Lots to learn when moving up to racing wagons.
INVERMAY -

In a sport where most drivers seem to follow in family footsteps, and once in the driver’s seat staying running rigs for years, Stephan Prodael is just a little different. 

Prodael is only 28, and still very much new to the sport of chariot and chuckwagon racing. 

“I got my start through Kit Talbot. He used to race. I was friends with his son so I came to a couple of shows,” he told Yorkton This Week just before the start of Eastern Professional Chariot & Chuckwagon Association races Sunday at Invermay Fair. 

From there Prodael, who hails from St. Gregor, SK., started to help out at races, and soon he was at the reins himself. 

“I started in chariots in 2011,” he said. 

Asked why he decided to run, Prodael paused a moment before answering “it’s just fun to do, and there’s lots of good people involved.” 

It helped too that wife Brittany is a barrel racer, “so she likes the horses,” he said, adding her father Grant Pocock raises quarter horses. 

For a number of years Prodael focused on chariots, but like most everyone in the sport, finally gravitated to chuckwagons. 

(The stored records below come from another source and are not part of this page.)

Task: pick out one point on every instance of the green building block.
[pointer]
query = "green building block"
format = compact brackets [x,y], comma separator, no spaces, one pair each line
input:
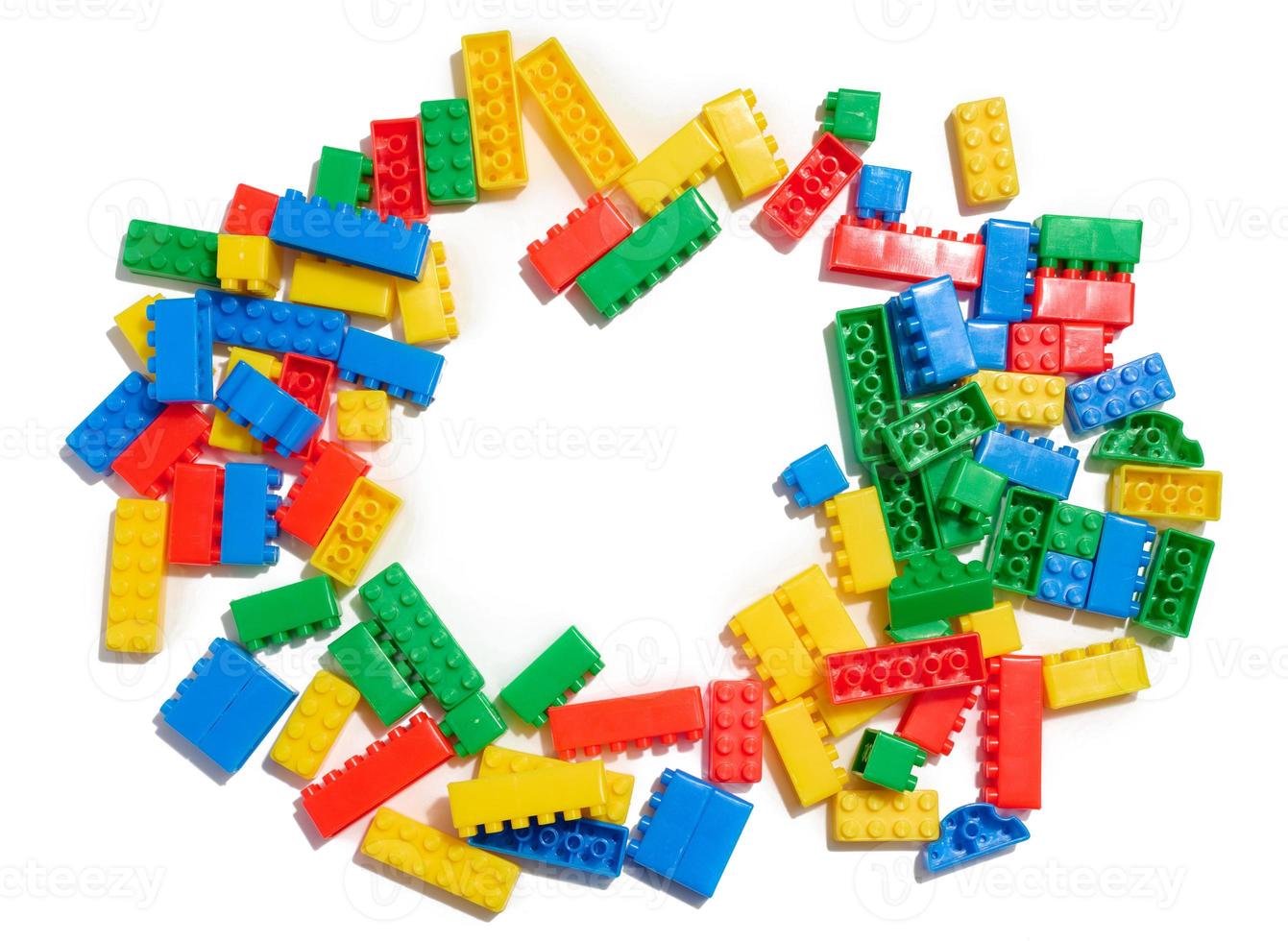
[1154,438]
[945,423]
[282,615]
[1022,540]
[1177,577]
[445,125]
[172,252]
[888,760]
[937,585]
[649,253]
[868,382]
[852,114]
[559,669]
[1076,531]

“I just started chuckwagons two years ago in 2019,” he said, adding that he still has limited experience with no racing in 2020 due to COVID-19, and Invermay being only his second event to-date in 2021. 

Prodael said he has lots to learn as there is simply more to racing chuckwagons. 

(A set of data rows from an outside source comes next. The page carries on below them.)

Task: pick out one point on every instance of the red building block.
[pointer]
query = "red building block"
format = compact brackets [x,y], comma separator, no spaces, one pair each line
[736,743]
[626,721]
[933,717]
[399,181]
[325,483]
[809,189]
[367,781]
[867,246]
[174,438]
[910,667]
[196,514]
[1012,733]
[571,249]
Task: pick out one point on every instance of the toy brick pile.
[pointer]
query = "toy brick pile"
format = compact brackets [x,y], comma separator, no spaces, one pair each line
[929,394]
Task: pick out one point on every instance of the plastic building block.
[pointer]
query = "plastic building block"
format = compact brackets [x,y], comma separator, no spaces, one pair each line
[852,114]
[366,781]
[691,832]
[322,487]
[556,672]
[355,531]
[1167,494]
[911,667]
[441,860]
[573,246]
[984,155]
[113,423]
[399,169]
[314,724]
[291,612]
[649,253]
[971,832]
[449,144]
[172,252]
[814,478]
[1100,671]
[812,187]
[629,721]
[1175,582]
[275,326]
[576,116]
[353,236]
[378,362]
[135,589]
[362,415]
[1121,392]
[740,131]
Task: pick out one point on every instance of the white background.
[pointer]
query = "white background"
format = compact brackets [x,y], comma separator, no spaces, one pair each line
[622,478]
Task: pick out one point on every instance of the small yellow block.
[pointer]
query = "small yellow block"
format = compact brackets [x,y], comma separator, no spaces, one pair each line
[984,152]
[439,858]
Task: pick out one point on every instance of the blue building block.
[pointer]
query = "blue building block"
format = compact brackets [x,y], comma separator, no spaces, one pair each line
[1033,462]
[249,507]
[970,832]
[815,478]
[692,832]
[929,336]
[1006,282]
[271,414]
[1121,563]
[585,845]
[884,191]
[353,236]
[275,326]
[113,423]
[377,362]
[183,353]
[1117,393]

“It’s definitely more challenging. You have to learn how to drive them. There’s more to concentrate on,” he said. “. . . I’m definitely still learning. Every trip around the track on the wagon I’m learning something new.” 

Prodael likes racing though, and heads out to events as often as he can. 

“All the weekend shows. It’s hard to make the week shows,” he said, adding he works for Mumby Manufacturing Ltd at Muenster. 

When on the road Prodael carries seven horses to events. 

“It’s all the race horses I’ve got. They come along every weekend,” he said. 

While most of his horses were purchased, one was not, and that horse makes Prodael smile. 

“We have one horse on my wagon that we raised,” he said. “It feels good to have a horse you raised of your own on a hook.” 

While Prodael knows he still has much to learn, he is ready to go to school every weekend. 

“Getting into a wagon, I really enjoy running a wagon,” he said.